In my original plan, there is some basic tasks like "clean the dirt" or "clean the corpse" which can be done by any ant. However, a specialized ant (let's say an Harvester) may have some more important tasks to be done first, so this is why we need this priority.
In other word, fixing this bug is not trivial and I need to find the optimal loop for that!
To be continued...
I really wish to continue this game because I enjoyed making it and I would enjoy playing the one I have in mind! Time will tell if I can accomplish that wish!
You can make games!
I strongly think anyone a bit motivated and inspired can participate Ludum Dare.
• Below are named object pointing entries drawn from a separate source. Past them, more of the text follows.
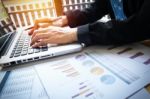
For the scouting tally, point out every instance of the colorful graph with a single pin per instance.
(87, 91)
(107, 79)
(88, 63)
(80, 57)
(66, 68)
(124, 50)
(97, 71)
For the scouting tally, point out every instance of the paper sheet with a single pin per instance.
(97, 73)
(142, 94)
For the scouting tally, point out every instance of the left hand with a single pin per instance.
(53, 35)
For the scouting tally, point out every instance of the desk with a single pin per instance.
(26, 75)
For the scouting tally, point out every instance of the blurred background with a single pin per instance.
(24, 12)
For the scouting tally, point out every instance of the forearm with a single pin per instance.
(81, 17)
(110, 33)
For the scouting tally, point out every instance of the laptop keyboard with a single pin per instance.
(23, 47)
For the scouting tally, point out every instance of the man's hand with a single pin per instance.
(53, 35)
(45, 22)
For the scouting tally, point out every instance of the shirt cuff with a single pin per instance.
(83, 35)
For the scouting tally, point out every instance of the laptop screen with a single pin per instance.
(6, 26)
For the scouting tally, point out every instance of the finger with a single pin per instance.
(41, 43)
(36, 26)
(39, 37)
(42, 30)
(44, 25)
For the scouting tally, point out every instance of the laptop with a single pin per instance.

Whoever you are, you can make games!
- If you are a developer, you can develop games easily! But that's not enough, you will require graphics and music!
- If you are a graphist, you can make crazy beautiful games! There is tools to help you making the game without coding.
- If you are a game designer or story teller, you can make awesome games too! You could also just make a cool text adventure game?